Wrightson clapped his hands once. 'Good. We might as well start with the personnel breakdown in homicide. I could look it up but—'
'What do you mean?'
'You know, how many people, ethnicities, genders ...?' At Glitsky's look, he hurried on. 'That's what's going to loosen the purse strings, Lieutenant. You know that.'
'I thought it was the lack of funds hampering our ability to perform.'
Wrightson waved that off. 'Oh, sure, there's that, but let's be realistic. Your best shot at beefing up your department is increasing your head count. That increases the overheads all around and presto suddenly you've got money for a new coffee machine.'
'A new coffee machine? How about a lab that's open on weekends? How about overtime instead of comp time? How about guys getting paid when they stay late writing reports?'
Wrightson was shaking his head. 'No, no. I mean, all of that's important, don't get me wrong, but nobody's going to vote money for that stuff. It's just not sexy, you know what I mean?'
'I guess not.'
'Well, I do. You tell me about your department and I'll tell you what it needs.'
Glitsky ran it down – twelve inspectors, all male, of which four were African-American, two he thought probably qualified as Spanish-surname.
'You really ought to know that kind of thing for sure,' Wrightson said. 'It's in your best interest.' Then: 'What about women?'
'No. We don't have any women.'
'Oriental?'
'No.'
'Gay?'
'Doubt it, don't really know. Does this stuff matter?'
'Native American?'
'I didn't realize we had an appreciable percentage of the city and county that was Native American.'
Wrightson gave a conspiratorial grimace. 'You're going to be in good shape. You'll need at least three, maybe five new inspectors.'
Glitsky sat forward. 'Mr Wrightson, we don't need more inspectors. We need more support.'
'Yeah, but you won't get the
support, Lieutenant. What you need is to get closer to compliance.'
'But isn't that for the PD as a whole ...?'
'Well, yes, originally, but this was the idea I took to Chief Rigby. He liked it.' Wrightson was pumped up about his role in all of this. 'Look, the force needs money and this is the way it's going to get it. The quotas – we don't call them that, of course – we amend the compliance-factors language so that it applies to each individual detail instead of the department as a whole.'
'But homicide is ... it's the top of the pyramid.

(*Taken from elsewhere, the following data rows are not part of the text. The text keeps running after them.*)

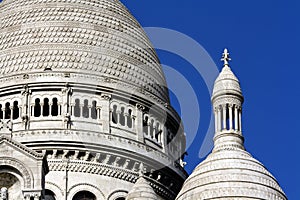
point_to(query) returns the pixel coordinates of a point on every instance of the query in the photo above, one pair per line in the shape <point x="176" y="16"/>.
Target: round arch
<point x="85" y="187"/>
<point x="117" y="194"/>
<point x="55" y="189"/>
<point x="14" y="166"/>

I mean, you don't just plunk people into homicide and make them inspectors to fill some quota – '
Wrightson's eyes were shining now, his color high. 'Where have you been, Lieutenant? This is San Francisco. Of course, that's what you do.'
'But—'
'This should make you especially happy – '
The scar in Glitsky's lips was white with tension. He could feel it. He didn't want to react angrily to Wrightson. Not personally. Not this morning. Not with all the other thin ice he was walking on. Maybe Wrightson was right – he was out of step and should be delighted at lowering the admissions standards for his detail.
But he couldn't stop himself. 'It makes me puke,' he said.
So much for the first two items he had left in the center of his desk the night before – Rigby's urgent call and the two messages from Greg Wrightson. Glitsky flashed his badge at a black-and-white out on Polk in front of City Hall and bummed a ride back to the Hall of Justice.
All these Halls and no shelter to be found.
Rigby had told Glitsky he was off the Kevin Shea matter, but on reflection Glitsky realized that he hadn't been specifically told to stop supervising his troops. Had that been on purpose, he wondered, Rigby covering his own ass in case Glitsky was on the verge of coming up with something? At the very least, that interpretation gave Glitsky an argument in the event he got called in front of the Police Commission.